今回質問にお答えいただいたのは、新卒で地方ホームセンターへ入社後、マイナビやリクルート、スポットライト(現:楽天ペイメント)など7社を経験されたビジネスパーソン・motoさん。
「全員がAIに仕事を奪われるわけではない」と話すmotoさんに、デジタルマーケターが考えるべきこれからのキャリアや、AI時代に生き残れる人材になるポイントなどを伺いました。
Question
将来 AI に奪われそうで不安・・・。デジタルマーケターのキャリアに未来はある? Web広告代理店で運用コンサルタントをしています。近年のAIの発達で自動化が進み、運用力に差がなくなりつつあることを実感しています。もちろんまだまだ人が介入する余地、人がやった方がいい仕事もありますが、長い目で見ると今の広告代理店のスタイルでは厳しいと思っています。また、ワークライフバランス的にも厳しいところがあり、スキルを身につけた人から事業会社に転職またはフリーランスになるのが職場のトレンドとしてあり、自分もそろそろ転職した方が良いかもと考え始めました。運用スキルを活かせる事業会社に行くのか、20代のうちに職種を変えてキャリアチェンジした方が良いのか悩んでいます。 (広告代理店 /Webマーケティング/5年目/20代男性)

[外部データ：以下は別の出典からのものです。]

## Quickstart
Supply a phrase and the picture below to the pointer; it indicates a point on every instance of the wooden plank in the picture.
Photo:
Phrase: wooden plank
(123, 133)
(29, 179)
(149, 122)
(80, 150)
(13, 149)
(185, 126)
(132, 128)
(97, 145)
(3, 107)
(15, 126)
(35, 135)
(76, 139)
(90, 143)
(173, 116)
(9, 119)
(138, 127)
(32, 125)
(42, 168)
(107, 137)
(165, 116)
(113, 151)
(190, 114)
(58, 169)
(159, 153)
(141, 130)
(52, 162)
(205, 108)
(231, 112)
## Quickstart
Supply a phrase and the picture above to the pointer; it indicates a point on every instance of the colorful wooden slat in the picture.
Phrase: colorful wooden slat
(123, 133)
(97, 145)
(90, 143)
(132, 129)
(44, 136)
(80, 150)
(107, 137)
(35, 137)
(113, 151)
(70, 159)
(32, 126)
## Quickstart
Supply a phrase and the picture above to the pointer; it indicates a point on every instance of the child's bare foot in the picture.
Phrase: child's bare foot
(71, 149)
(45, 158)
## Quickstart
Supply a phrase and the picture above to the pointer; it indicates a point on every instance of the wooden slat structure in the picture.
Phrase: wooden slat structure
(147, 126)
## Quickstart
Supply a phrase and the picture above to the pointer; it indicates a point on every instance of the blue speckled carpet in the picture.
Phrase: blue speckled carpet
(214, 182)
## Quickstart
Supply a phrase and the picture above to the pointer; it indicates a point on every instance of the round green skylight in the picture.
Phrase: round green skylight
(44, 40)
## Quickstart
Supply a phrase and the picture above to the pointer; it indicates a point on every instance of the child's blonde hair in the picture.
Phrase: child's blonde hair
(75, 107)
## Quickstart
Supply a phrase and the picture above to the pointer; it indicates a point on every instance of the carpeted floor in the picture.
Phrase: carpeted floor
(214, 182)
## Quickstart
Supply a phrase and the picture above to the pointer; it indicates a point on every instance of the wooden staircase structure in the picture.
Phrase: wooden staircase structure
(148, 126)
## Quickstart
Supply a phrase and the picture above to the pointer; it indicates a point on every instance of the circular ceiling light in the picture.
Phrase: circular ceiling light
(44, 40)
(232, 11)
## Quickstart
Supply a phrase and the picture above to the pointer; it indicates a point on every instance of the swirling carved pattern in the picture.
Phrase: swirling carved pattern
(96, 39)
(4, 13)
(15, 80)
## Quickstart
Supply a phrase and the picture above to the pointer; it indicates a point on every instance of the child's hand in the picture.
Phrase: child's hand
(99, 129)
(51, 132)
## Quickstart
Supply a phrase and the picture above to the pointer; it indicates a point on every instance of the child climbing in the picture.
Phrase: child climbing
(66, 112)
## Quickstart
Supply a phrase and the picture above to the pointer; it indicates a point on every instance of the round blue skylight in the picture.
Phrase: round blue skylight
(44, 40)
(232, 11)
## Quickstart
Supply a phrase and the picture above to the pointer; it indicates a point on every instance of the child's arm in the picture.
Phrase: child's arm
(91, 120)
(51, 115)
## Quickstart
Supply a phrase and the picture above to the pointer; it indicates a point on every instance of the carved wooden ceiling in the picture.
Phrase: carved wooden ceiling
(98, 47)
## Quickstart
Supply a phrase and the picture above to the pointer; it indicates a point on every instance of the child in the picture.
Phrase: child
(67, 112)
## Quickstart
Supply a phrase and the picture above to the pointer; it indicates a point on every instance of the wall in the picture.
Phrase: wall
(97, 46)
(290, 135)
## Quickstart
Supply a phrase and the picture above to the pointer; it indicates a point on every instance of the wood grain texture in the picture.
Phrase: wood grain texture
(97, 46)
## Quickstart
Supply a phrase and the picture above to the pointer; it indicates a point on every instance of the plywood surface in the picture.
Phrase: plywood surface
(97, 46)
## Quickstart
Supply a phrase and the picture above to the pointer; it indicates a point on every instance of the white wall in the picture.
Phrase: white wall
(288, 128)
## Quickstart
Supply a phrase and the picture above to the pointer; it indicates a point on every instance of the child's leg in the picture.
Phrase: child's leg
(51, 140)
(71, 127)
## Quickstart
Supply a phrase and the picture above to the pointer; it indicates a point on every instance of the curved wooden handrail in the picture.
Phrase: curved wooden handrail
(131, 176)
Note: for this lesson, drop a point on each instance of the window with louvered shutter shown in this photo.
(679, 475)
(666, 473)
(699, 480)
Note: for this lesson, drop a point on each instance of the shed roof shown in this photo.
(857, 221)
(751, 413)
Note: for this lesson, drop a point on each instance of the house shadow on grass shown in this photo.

事業会社への転職で、事業を伸ばす視点とスキルを身に付けよう
今後のキャリアを考えるのであれば、今持っている運用スキルを活かせる事業会社に転職するのがおすすめかなと思います。事業会社のマーケターは、自社事業に対するインパクトを出すことが求められます。そのためどのように自社のメディアに集客するのか、ECの販売実績をどう伸ばすかなど、「どうすれば事業を伸ばすことができるか」といった視点が身に付きます。
また、これまでは広告代理店として「仕事を受注する側」だったのに対し、事業会社では「仕事を発注する側」になります。つまり、事業を伸ばすという目的のために外部に仕事を発注できるようになります。自分が対応できる範囲内で成果を上げるのではなく、外部も含めた広い選択肢の中から課題に対する打ち手を考えられるようになるため、マーケターとしてのスキルも磨かれるはずです。
このように、これまで培ってきた運用スキルに加えて、事業を伸ばす視点やそのために必要な新しいスキルが身に付く環境は非常におもしろいと思います。また、この視点やスキルを持つ人はどの企業でも重宝されます。事業会社に転職してキャリアを積むことで、将来どこに行っても活躍できる人材になれるでしょう。
1年後の今日、今と同じ状態で良いかを考えてみる
職種を変えたキャリアチェンジも検討しているようですが、個人的にはあまりおすすめしません。どうしてもやってみたい仕事があるなら別ですが、特に希望がないのであれば職種を変えるメリットはないと思います。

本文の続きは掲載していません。